Pearl gushes when she talks of her home at Mallard Cove, the care she receives and the friends she’s made. She’s taking a creative writing class, and she’s got a few poems in her pocket. And, again, she’s in charge.

Today, she needs to go downstairs to have some pictures taken. Deborah, her daughter, suggests maybe a wheelchair would be best. “I want to walk,” Pearl says. And so, they walk.

In Raleigh, life went on after Pearl was sentenced to wait and read in the morgue. Desegregation happened. The Olivia Raney library was torn down.

But Pearl was gone to Cincinnati by then, and she never did get her library card. That always bothered her some.

At Mallard Cove, she sleeps in a medical recliner, always facing east. She watches the sunrise each morning, and she says the same prayer out loud: “Good morning. What’s the miracle going to be today?”

One day, the miracle is simply having strength to tell her story. Pearl isn’t feeling well in the morning, but by afternoon, she’s better. Sometimes, miracles are small like that, she says.

And a bigger miracle?

Pearl, her daughter and granddaughter took a trip in early July back to Raleigh. Pearl is not as lithe as she once was, so she picked five places to visit: the cemetery where her ancestors are buried; the school where she studied and later taught; her childhood home; a park; and then, the library.

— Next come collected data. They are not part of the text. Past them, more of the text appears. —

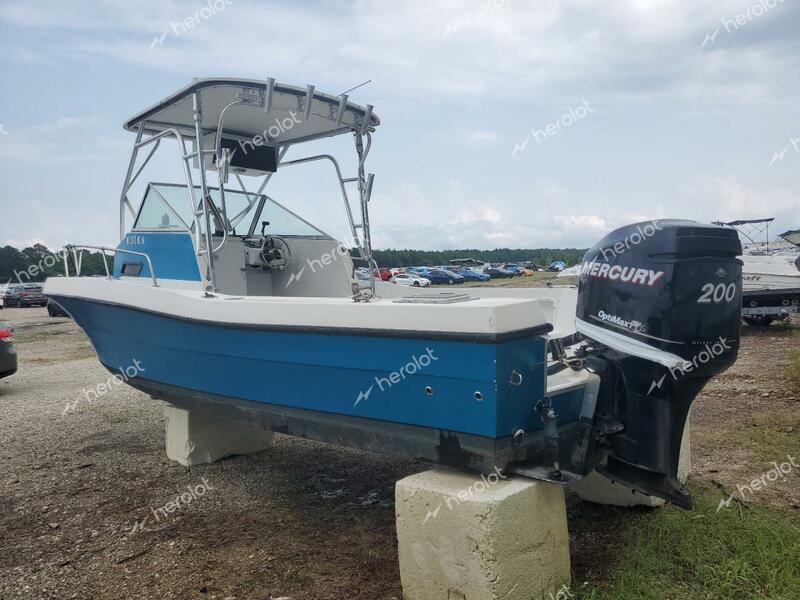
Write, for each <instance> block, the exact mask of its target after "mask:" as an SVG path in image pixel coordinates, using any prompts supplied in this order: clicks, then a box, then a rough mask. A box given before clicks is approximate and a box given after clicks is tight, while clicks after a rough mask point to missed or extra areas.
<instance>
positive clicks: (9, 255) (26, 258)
mask: <svg viewBox="0 0 800 600" xmlns="http://www.w3.org/2000/svg"><path fill="white" fill-rule="evenodd" d="M107 260H108V265H109V268H111V267H112V263H113V259H112V258H111V257H110V256H109V257H108V259H107ZM69 268H70V274H71V275H74V274H75V265H74V262H73V260H72V257H70V259H69ZM105 274H106V269H105V267H104V266H103V254H102V252H88V251H85V252H84V253H83V259H82V260H81V275H105ZM59 275H64V253H63V251H55V250H50V248H48V247H47V246H44V245H42V244H35V245H33V246H30V247H28V248H25V249H23V250H17V249H16V248H14V247H13V246H4V247H2V248H0V284H4V283H34V282H43V281H44V280H45V279H47V278H48V277H56V276H59Z"/></svg>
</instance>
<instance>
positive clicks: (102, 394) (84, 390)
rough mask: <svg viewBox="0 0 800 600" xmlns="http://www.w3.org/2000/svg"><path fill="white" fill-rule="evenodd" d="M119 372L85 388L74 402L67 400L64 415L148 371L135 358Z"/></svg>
mask: <svg viewBox="0 0 800 600" xmlns="http://www.w3.org/2000/svg"><path fill="white" fill-rule="evenodd" d="M118 370H119V373H114V374H113V375H112V376H110V377H109V378H108V379H107V380H106V381H105V382H103V383H99V384H98V385H96V386H95V387H94V388H91V389H87V388H84V389H83V394H82V395H81V396H80V397H78V398H76V399H75V400H73V401H72V402H67V405H66V406H65V407H64V410H63V411H62V413H61V414H62V416H63V415H67V414H69V413H71V412H75V409H76V408H77V406H78V403H79V402H81V401H83V402H90V403H91V402H94V401H95V400H99V399H100V397H101V396H104V395H105V394H107V393H108V392H110V391H112V390H113V389H114V388H115V387H119V386H121V385H122V384H123V383H127V382H128V381H129V380H130V379H132V378H134V377H138V376H139V374H140V373H144V372H145V371H147V369H145V368H144V367H143V366H142V363H140V362H139V361H138V360H136V359H133V364H132V365H130V366H128V367H126V368H125V369H122V368H120V369H118Z"/></svg>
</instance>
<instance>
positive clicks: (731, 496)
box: [717, 454, 800, 512]
mask: <svg viewBox="0 0 800 600" xmlns="http://www.w3.org/2000/svg"><path fill="white" fill-rule="evenodd" d="M769 464H771V465H772V466H773V468H772V469H770V470H769V471H767V472H766V473H764V474H763V475H762V476H761V477H759V478H758V479H754V480H753V481H751V482H750V483H749V484H743V485H737V486H736V491H738V492H739V499H740V500H745V498H746V497H747V495H748V494H749V495H750V496H753V495H754V493H755V492H760V491H761V490H762V489H766V488H768V487H769V484H770V483H775V482H776V481H778V480H779V479H781V480H783V479H786V476H787V475H789V474H790V473H791V472H792V471H793V470H794V469H795V468H798V467H800V465H798V464H797V463H796V462H795V458H794V456H792V455H791V454H787V455H786V462H783V463H781V464H778V463H777V462H775V461H772V462H770V463H769ZM735 497H736V494H731V495H730V496H729V497H728V498H726V499H723V500H720V501H719V506H717V512H719V511H720V510H721V509H722V508H727V507H728V506H730V505H731V501H732V500H733V499H734V498H735Z"/></svg>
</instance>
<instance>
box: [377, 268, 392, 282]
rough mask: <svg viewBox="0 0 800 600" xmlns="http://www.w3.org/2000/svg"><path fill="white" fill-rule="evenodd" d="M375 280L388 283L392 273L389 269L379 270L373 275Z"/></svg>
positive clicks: (378, 269)
mask: <svg viewBox="0 0 800 600" xmlns="http://www.w3.org/2000/svg"><path fill="white" fill-rule="evenodd" d="M375 278H376V279H380V280H381V281H389V280H390V279H391V278H392V272H391V271H390V270H389V269H384V268H380V269H378V271H377V272H376V273H375Z"/></svg>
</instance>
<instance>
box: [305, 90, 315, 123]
mask: <svg viewBox="0 0 800 600" xmlns="http://www.w3.org/2000/svg"><path fill="white" fill-rule="evenodd" d="M313 101H314V86H313V85H308V86H307V87H306V106H305V110H303V118H304V119H307V118H308V117H309V115H310V114H311V103H312V102H313Z"/></svg>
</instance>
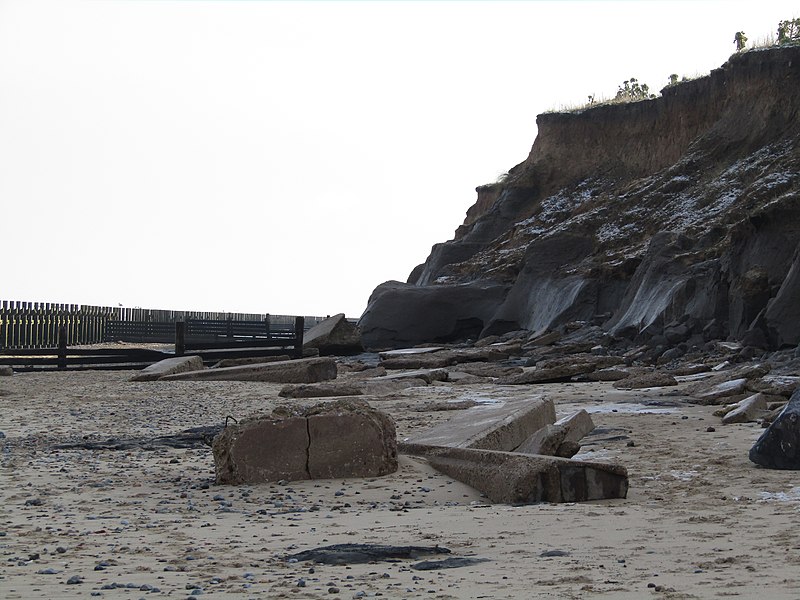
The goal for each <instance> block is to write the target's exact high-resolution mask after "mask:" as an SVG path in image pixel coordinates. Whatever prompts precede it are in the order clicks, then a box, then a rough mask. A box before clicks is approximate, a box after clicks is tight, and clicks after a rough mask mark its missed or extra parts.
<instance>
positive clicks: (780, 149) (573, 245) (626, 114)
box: [361, 47, 800, 348]
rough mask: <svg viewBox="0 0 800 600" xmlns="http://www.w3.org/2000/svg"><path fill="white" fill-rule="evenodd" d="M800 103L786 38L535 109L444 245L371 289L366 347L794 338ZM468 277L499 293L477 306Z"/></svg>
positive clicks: (798, 296) (781, 345) (773, 341)
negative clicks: (474, 303)
mask: <svg viewBox="0 0 800 600" xmlns="http://www.w3.org/2000/svg"><path fill="white" fill-rule="evenodd" d="M798 108H800V48H798V47H786V48H775V49H769V50H762V51H751V52H747V53H743V54H739V55H735V56H733V57H732V58H731V59H730V60H729V61H728V62H727V63H726V64H725V65H723V66H722V67H721V68H720V69H716V70H715V71H713V72H712V73H711V74H710V75H708V76H706V77H703V78H701V79H697V80H694V81H690V82H685V83H681V84H678V85H674V86H670V87H668V88H665V89H664V90H663V91H662V96H661V97H659V98H657V99H654V100H647V101H642V102H636V103H630V104H616V105H603V106H598V107H594V108H591V109H589V110H585V111H583V112H577V113H569V114H562V113H558V114H555V113H554V114H545V115H539V117H538V118H537V123H538V126H539V134H538V136H537V138H536V140H535V142H534V144H533V148H532V149H531V152H530V154H529V156H528V157H527V159H526V160H525V161H524V162H522V163H521V164H519V165H517V166H516V167H514V168H513V169H511V170H510V171H509V177H508V179H507V180H506V181H504V182H503V183H498V184H493V185H489V186H483V187H481V188H478V201H477V202H476V204H475V205H474V206H473V207H472V208H471V209H470V210H469V211H468V213H467V219H466V220H465V222H464V224H463V225H462V226H461V227H459V229H458V230H457V232H456V235H455V237H454V239H453V240H451V241H449V242H445V243H443V244H437V245H436V246H434V248H433V250H432V252H431V255H430V256H429V257H428V259H427V261H426V262H425V263H424V264H423V265H420V266H419V267H417V268H416V269H415V270H414V272H413V273H412V275H411V277H410V279H409V283H408V284H399V283H397V282H393V283H389V284H384V285H383V286H380V287H379V288H378V289H377V290H376V292H375V293H374V294H373V297H372V298H371V299H370V303H369V306H368V308H367V311H366V312H365V313H364V315H363V317H362V320H361V329H362V336H364V339H365V343H366V344H367V345H368V346H372V347H389V346H398V345H403V344H408V343H418V342H423V341H435V340H436V339H459V338H464V337H468V336H471V337H475V336H478V335H483V336H485V335H489V334H493V333H503V332H505V331H510V330H513V329H529V330H531V331H533V332H537V331H543V330H546V329H548V328H554V327H557V326H559V325H562V324H564V323H566V322H568V321H585V322H587V323H595V324H600V325H602V327H603V328H604V329H606V330H608V331H609V332H610V333H612V334H615V335H618V336H626V337H630V338H641V337H646V336H660V335H663V334H664V333H665V330H669V331H670V332H672V331H674V330H676V329H680V331H681V332H684V333H685V335H684V338H685V339H684V340H683V341H690V340H691V341H692V342H700V341H702V340H706V341H707V340H708V339H712V338H713V339H716V338H732V339H745V341H747V342H748V343H751V344H753V345H756V346H760V347H763V348H768V347H776V346H785V345H796V344H797V343H798V342H800V324H797V325H796V324H795V323H800V319H798V317H800V314H799V313H800V309H796V308H795V306H800V302H798V301H800V262H799V261H800V256H799V255H798V244H799V243H800V191H799V190H800V149H799V147H798V146H799V144H800V125H799V124H798ZM476 286H477V288H481V289H485V288H487V287H488V288H491V289H492V290H493V291H492V300H488V297H486V296H483V297H482V298H483V300H482V301H481V302H480V309H479V310H478V309H477V308H476V309H475V310H472V309H471V308H470V303H471V302H472V301H467V300H466V298H467V296H469V297H470V298H471V297H472V296H474V295H475V294H473V293H472V292H470V294H459V293H455V292H454V290H460V291H461V292H463V291H464V290H467V289H471V290H473V291H474V289H476ZM411 288H414V290H413V293H412V292H411ZM501 290H502V291H501ZM477 296H479V297H481V294H477ZM459 297H460V298H461V300H454V299H453V298H459ZM445 298H447V299H448V300H445ZM454 302H455V303H456V304H457V306H456V305H455V304H453V303H454ZM417 303H422V304H423V305H424V306H426V307H427V309H426V314H427V315H428V316H429V317H430V315H431V314H432V313H436V314H437V315H439V316H438V317H437V318H435V319H434V320H435V321H436V323H437V327H438V329H437V331H436V332H432V331H429V330H426V329H425V328H424V327H421V326H420V325H419V323H416V322H413V320H412V319H408V320H405V321H404V320H403V318H401V317H400V316H398V315H399V314H400V313H403V310H398V307H400V306H403V307H405V309H406V310H408V309H409V304H417ZM412 312H413V311H412ZM456 314H457V315H458V316H457V318H456V317H454V316H452V315H456ZM678 326H680V327H678ZM682 335H683V334H682Z"/></svg>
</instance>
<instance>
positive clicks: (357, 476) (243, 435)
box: [213, 399, 397, 485]
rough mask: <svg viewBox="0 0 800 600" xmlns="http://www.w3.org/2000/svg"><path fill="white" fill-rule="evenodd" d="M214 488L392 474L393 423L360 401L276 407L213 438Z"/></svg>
mask: <svg viewBox="0 0 800 600" xmlns="http://www.w3.org/2000/svg"><path fill="white" fill-rule="evenodd" d="M213 450H214V464H215V470H216V481H217V483H219V484H235V485H238V484H242V483H264V482H268V481H279V480H282V479H285V480H289V481H291V480H299V479H329V478H348V477H378V476H381V475H386V474H389V473H393V472H394V471H396V470H397V440H396V438H395V427H394V421H393V420H392V419H391V417H389V416H388V415H387V414H385V413H383V412H380V411H378V410H375V409H373V408H371V407H370V406H369V405H368V404H367V403H366V402H364V401H361V400H351V399H346V400H337V401H335V402H326V403H321V404H318V405H316V406H313V407H310V408H297V407H281V408H279V409H276V410H275V411H273V413H272V415H271V416H268V417H255V418H252V419H249V420H247V421H243V422H242V423H238V424H236V425H232V426H229V427H227V428H226V429H225V430H224V431H223V432H222V433H221V434H220V435H218V436H217V437H216V438H214V443H213Z"/></svg>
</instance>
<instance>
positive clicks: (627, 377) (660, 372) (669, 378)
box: [613, 371, 678, 390]
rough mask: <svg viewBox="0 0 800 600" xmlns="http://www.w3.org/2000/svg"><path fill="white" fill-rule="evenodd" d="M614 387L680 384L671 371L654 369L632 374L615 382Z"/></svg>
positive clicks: (627, 389) (624, 388) (676, 384)
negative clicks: (678, 383) (665, 372)
mask: <svg viewBox="0 0 800 600" xmlns="http://www.w3.org/2000/svg"><path fill="white" fill-rule="evenodd" d="M613 385H614V387H615V388H617V389H618V390H641V389H645V388H651V387H667V386H672V385H678V381H677V380H676V379H675V378H674V377H673V376H672V375H670V374H669V373H662V372H661V371H653V372H652V373H642V374H641V375H632V376H630V377H626V378H624V379H620V380H619V381H615V382H614V384H613Z"/></svg>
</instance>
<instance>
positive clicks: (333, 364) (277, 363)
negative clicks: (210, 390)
mask: <svg viewBox="0 0 800 600" xmlns="http://www.w3.org/2000/svg"><path fill="white" fill-rule="evenodd" d="M329 379H336V362H335V361H334V359H332V358H299V359H297V360H284V361H281V362H272V363H260V364H255V365H240V366H237V367H223V368H220V369H205V370H204V371H192V372H189V373H178V374H176V375H167V376H166V377H162V378H161V379H160V381H193V380H194V381H270V382H273V383H316V382H318V381H327V380H329Z"/></svg>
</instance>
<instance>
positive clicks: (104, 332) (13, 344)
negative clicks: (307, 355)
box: [0, 300, 323, 349]
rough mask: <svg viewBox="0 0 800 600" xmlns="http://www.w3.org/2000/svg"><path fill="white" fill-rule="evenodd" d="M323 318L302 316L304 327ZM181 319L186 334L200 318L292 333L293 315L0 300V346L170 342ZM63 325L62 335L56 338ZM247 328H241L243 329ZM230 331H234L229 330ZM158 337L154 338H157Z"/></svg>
mask: <svg viewBox="0 0 800 600" xmlns="http://www.w3.org/2000/svg"><path fill="white" fill-rule="evenodd" d="M322 319H323V317H305V327H306V329H308V328H310V327H313V326H314V325H316V324H317V323H319V322H320V321H321V320H322ZM179 321H184V322H186V323H187V324H188V325H187V326H188V328H189V332H190V335H191V334H192V331H193V330H194V329H197V330H198V335H200V332H199V330H200V328H202V327H203V326H204V325H203V323H205V324H206V325H205V326H206V327H207V332H206V333H208V334H209V335H214V336H217V337H219V336H226V337H229V336H232V337H236V336H239V335H251V336H252V335H257V333H256V332H258V335H260V334H262V333H263V334H264V335H267V336H269V335H270V332H271V334H272V335H276V334H279V333H280V332H292V333H293V332H294V328H295V317H294V316H289V315H270V314H255V313H218V312H200V311H172V310H157V309H149V308H123V307H117V308H114V307H109V306H87V305H79V304H50V303H45V302H17V301H9V300H3V301H0V349H3V348H5V349H15V348H31V349H33V348H55V347H57V346H58V344H59V342H60V343H62V344H63V343H65V341H66V345H67V346H79V345H87V344H99V343H102V342H109V341H125V342H157V341H162V342H163V343H171V342H172V341H174V337H175V323H177V322H179ZM62 327H63V328H65V332H66V333H65V336H66V338H62V339H59V334H58V332H59V329H61V328H62ZM248 331H249V332H250V333H247V332H248ZM231 332H236V333H231ZM159 336H160V337H159Z"/></svg>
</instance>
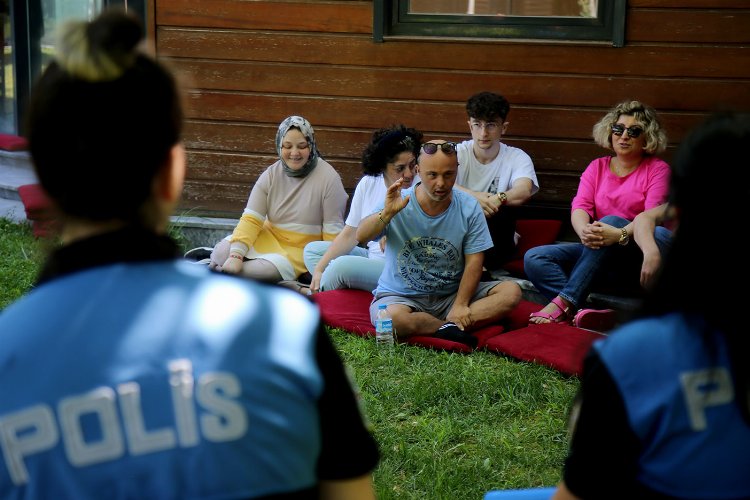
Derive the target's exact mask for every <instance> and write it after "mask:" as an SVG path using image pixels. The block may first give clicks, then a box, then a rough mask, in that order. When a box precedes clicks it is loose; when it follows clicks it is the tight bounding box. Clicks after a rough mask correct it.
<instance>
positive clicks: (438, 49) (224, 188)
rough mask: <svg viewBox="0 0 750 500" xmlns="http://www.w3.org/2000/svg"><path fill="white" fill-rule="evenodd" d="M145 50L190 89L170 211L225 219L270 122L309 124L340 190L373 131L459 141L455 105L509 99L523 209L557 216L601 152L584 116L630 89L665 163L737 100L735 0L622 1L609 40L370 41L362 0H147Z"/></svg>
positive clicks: (464, 123) (409, 38)
mask: <svg viewBox="0 0 750 500" xmlns="http://www.w3.org/2000/svg"><path fill="white" fill-rule="evenodd" d="M151 7H152V11H153V13H154V14H153V18H152V23H151V25H150V27H149V32H150V33H153V34H154V37H155V44H156V45H155V46H156V50H157V54H158V56H159V57H160V58H161V59H162V60H163V61H165V62H166V63H167V64H169V65H171V66H172V67H173V68H175V69H176V70H177V71H178V73H179V74H180V75H181V77H182V78H183V79H184V85H185V86H186V87H187V88H188V89H189V90H188V98H187V103H188V104H187V118H188V123H187V128H186V133H185V141H186V145H187V147H188V158H189V169H188V179H187V185H186V190H185V196H184V199H183V206H182V207H181V209H182V210H188V209H189V210H191V211H192V212H193V213H195V212H197V213H204V214H210V215H226V216H231V217H237V216H238V215H239V213H240V212H241V210H242V208H243V207H244V204H245V202H246V200H247V196H248V193H249V190H250V189H251V187H252V185H253V183H254V182H255V180H256V179H257V177H258V175H259V174H260V173H261V172H262V171H263V170H264V169H265V167H267V166H268V165H269V164H270V163H271V162H272V161H274V160H275V152H274V149H275V148H274V136H275V132H276V127H277V126H278V123H279V122H280V121H281V120H282V119H283V118H284V117H286V116H288V115H291V114H299V115H302V116H305V117H306V118H308V119H309V120H310V122H311V123H312V124H313V126H314V127H315V130H316V137H317V140H318V145H319V148H320V150H321V152H322V153H323V155H324V156H325V157H326V159H327V160H328V161H330V162H331V163H332V164H333V165H334V166H335V167H336V168H337V170H338V171H339V172H340V174H341V176H342V180H343V182H344V185H345V187H346V188H347V190H348V191H349V192H350V193H351V192H352V191H353V189H354V186H355V185H356V183H357V181H358V180H359V178H360V176H361V172H360V168H359V158H360V154H361V151H362V149H363V147H364V146H365V144H366V143H367V141H368V139H369V137H370V134H371V133H372V131H373V130H374V129H376V128H379V127H382V126H387V125H389V124H392V123H404V124H406V125H408V126H414V127H416V128H419V129H420V130H422V131H423V132H424V133H425V135H426V137H427V138H428V139H432V138H445V139H450V140H464V139H467V138H469V137H470V134H469V131H468V126H467V123H466V119H467V117H466V112H465V109H464V104H465V101H466V99H467V98H468V97H469V96H470V95H471V94H473V93H475V92H479V91H482V90H492V91H495V92H499V93H501V94H503V95H505V96H506V97H507V98H508V99H509V101H510V103H511V112H510V115H509V117H508V121H509V122H510V126H509V129H508V133H507V135H506V137H505V139H504V140H505V141H506V142H507V143H508V144H511V145H514V146H518V147H521V148H522V149H524V150H525V151H526V152H528V153H529V154H530V155H531V157H532V159H533V160H534V164H535V166H536V169H537V173H538V175H539V179H540V184H541V190H540V192H539V193H538V194H537V195H536V196H535V197H534V198H532V201H531V203H530V205H529V207H528V211H529V213H534V214H536V215H537V216H553V217H557V218H561V219H563V220H567V218H568V208H569V204H570V200H571V198H572V197H573V195H574V194H575V190H576V188H577V185H578V178H579V176H580V173H581V172H582V171H583V169H584V168H585V167H586V165H588V163H589V162H590V161H591V160H592V159H594V158H595V157H597V156H601V155H603V154H606V152H605V151H604V150H602V149H601V148H600V147H598V146H596V145H595V144H594V143H593V141H592V139H591V129H592V126H593V125H594V123H595V122H596V121H597V120H598V119H599V118H600V117H601V116H602V114H603V113H604V112H605V111H606V110H607V109H608V108H609V107H610V106H612V105H613V104H615V103H616V102H619V101H621V100H624V99H628V98H637V99H640V100H642V101H644V102H646V103H648V104H650V105H652V106H654V107H655V108H656V109H657V110H658V111H659V113H660V116H661V118H662V120H663V123H664V125H665V127H666V129H667V133H668V136H669V140H670V147H669V149H668V151H667V152H666V153H665V154H664V155H663V156H664V158H665V159H666V160H667V161H670V160H671V158H672V154H673V152H674V148H675V147H676V145H677V144H678V143H679V141H680V139H681V138H682V137H684V135H685V133H686V132H687V131H688V130H689V129H690V128H691V127H692V126H693V125H695V124H696V123H697V122H698V121H700V120H701V119H702V118H703V117H704V116H705V115H706V114H707V113H709V112H711V111H713V110H717V109H725V108H733V109H743V110H750V91H749V90H750V86H749V84H750V5H748V3H747V2H746V1H745V0H733V1H732V0H714V1H709V0H702V1H701V0H683V1H677V0H630V1H629V2H628V7H627V18H626V40H625V46H624V47H622V48H614V47H612V46H611V44H607V43H601V42H551V41H540V40H497V39H479V40H472V39H428V38H417V37H399V38H392V39H386V41H385V42H384V43H375V42H373V40H372V22H373V5H372V2H371V1H351V0H339V1H289V0H275V1H274V0H269V1H248V0H244V1H243V0H201V1H199V2H196V1H193V0H151Z"/></svg>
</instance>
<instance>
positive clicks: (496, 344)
mask: <svg viewBox="0 0 750 500" xmlns="http://www.w3.org/2000/svg"><path fill="white" fill-rule="evenodd" d="M312 297H313V300H314V301H315V302H316V303H317V304H318V306H319V308H320V312H321V316H322V319H323V323H325V324H326V325H328V326H330V327H333V328H340V329H343V330H346V331H348V332H351V333H354V334H355V335H359V336H361V337H366V336H374V335H375V327H374V326H372V324H371V323H370V313H369V307H370V302H371V301H372V294H371V293H370V292H366V291H363V290H329V291H326V292H320V293H316V294H315V295H313V296H312ZM541 308H542V306H541V305H539V304H536V303H534V302H529V301H525V300H522V301H521V303H520V304H519V305H518V306H517V307H516V308H515V309H514V310H513V311H512V312H511V314H510V315H509V316H508V317H507V318H505V319H504V320H503V321H502V322H501V323H500V324H498V325H490V326H486V327H484V328H481V329H479V330H477V331H475V332H472V334H473V335H474V336H475V337H477V347H476V349H487V350H489V351H491V352H495V353H498V354H503V355H506V356H509V357H511V358H514V359H518V360H521V361H529V362H533V363H538V364H542V365H545V366H549V367H551V368H553V369H556V370H558V371H560V372H562V373H565V374H567V375H579V374H580V372H581V367H582V364H583V358H584V356H585V355H586V352H587V351H588V348H589V347H591V344H592V343H593V342H594V341H595V340H597V339H599V338H603V335H601V334H598V333H596V332H591V331H588V330H582V329H580V328H575V327H573V326H569V325H561V324H548V325H529V324H528V321H529V314H530V313H531V312H535V311H538V310H539V309H541ZM503 332H505V333H503ZM407 343H408V344H411V345H418V346H420V347H427V348H431V349H440V350H446V351H453V352H463V353H470V352H472V351H473V350H474V349H472V348H471V347H469V346H468V345H466V344H462V343H460V342H452V341H450V340H444V339H437V338H434V337H429V336H415V337H410V338H409V339H408V341H407Z"/></svg>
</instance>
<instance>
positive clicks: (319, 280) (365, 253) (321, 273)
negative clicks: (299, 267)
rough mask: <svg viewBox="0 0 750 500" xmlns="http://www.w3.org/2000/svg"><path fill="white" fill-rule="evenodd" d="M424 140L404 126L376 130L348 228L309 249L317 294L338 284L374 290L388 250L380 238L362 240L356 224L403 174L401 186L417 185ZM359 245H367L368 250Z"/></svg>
mask: <svg viewBox="0 0 750 500" xmlns="http://www.w3.org/2000/svg"><path fill="white" fill-rule="evenodd" d="M421 144H422V133H421V132H418V131H417V130H415V129H413V128H407V127H405V126H404V125H392V126H390V127H386V128H381V129H378V130H376V131H375V132H374V133H373V134H372V138H371V140H370V143H369V144H368V145H367V147H365V150H364V152H363V153H362V170H363V172H364V174H365V175H364V177H362V180H360V181H359V183H358V184H357V187H356V188H355V190H354V196H353V197H352V203H351V208H350V209H349V215H348V217H347V218H346V225H345V226H344V229H343V230H342V231H341V232H340V233H339V235H338V236H337V237H336V239H335V240H334V241H333V242H330V241H313V242H312V243H308V244H307V246H306V247H305V252H304V258H305V265H306V266H307V269H308V270H309V271H310V273H312V281H311V283H310V290H311V292H312V293H316V292H319V291H324V290H336V289H339V288H356V289H359V290H366V291H368V292H370V291H372V290H373V289H375V287H376V286H377V284H378V278H379V277H380V273H381V272H382V271H383V249H382V248H381V244H380V242H379V241H370V242H359V241H357V238H356V236H355V235H356V232H357V226H359V221H360V220H361V219H362V218H363V217H366V216H368V215H370V214H371V213H372V212H373V210H375V208H376V207H377V206H378V204H379V203H382V202H383V198H384V197H385V191H386V188H387V187H388V186H390V185H391V184H393V183H394V182H396V181H397V180H398V179H402V178H403V179H404V183H403V186H402V188H404V189H406V188H408V187H409V186H411V185H412V182H413V181H414V178H415V177H416V161H417V160H416V158H417V155H418V154H419V147H420V145H421ZM360 243H366V244H367V246H366V248H364V247H361V246H360Z"/></svg>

This is the house in which Pearl was raised in Raleigh, North Carolina. It still stands today.
Pearl Thompson gets a library card in Raleigh, North Carolina, 73 years after being denied a card because she was black.

This time, when Pearl walks through the door at the Cameron Village Regional Library, she slowly makes her way to the front counter with a walker, and she cries. It is the first time she can remember not being in control of herself.

“You shoulda seen me in Raleigh,” she says. “I was bawling like you don’t know what.”

Pearl gives a short speech, sharing her story and passion for every child learning to read. Then, barely audible through choking sobs, she asks for her miracle.

“So,” she says, “I’ll take my card now.”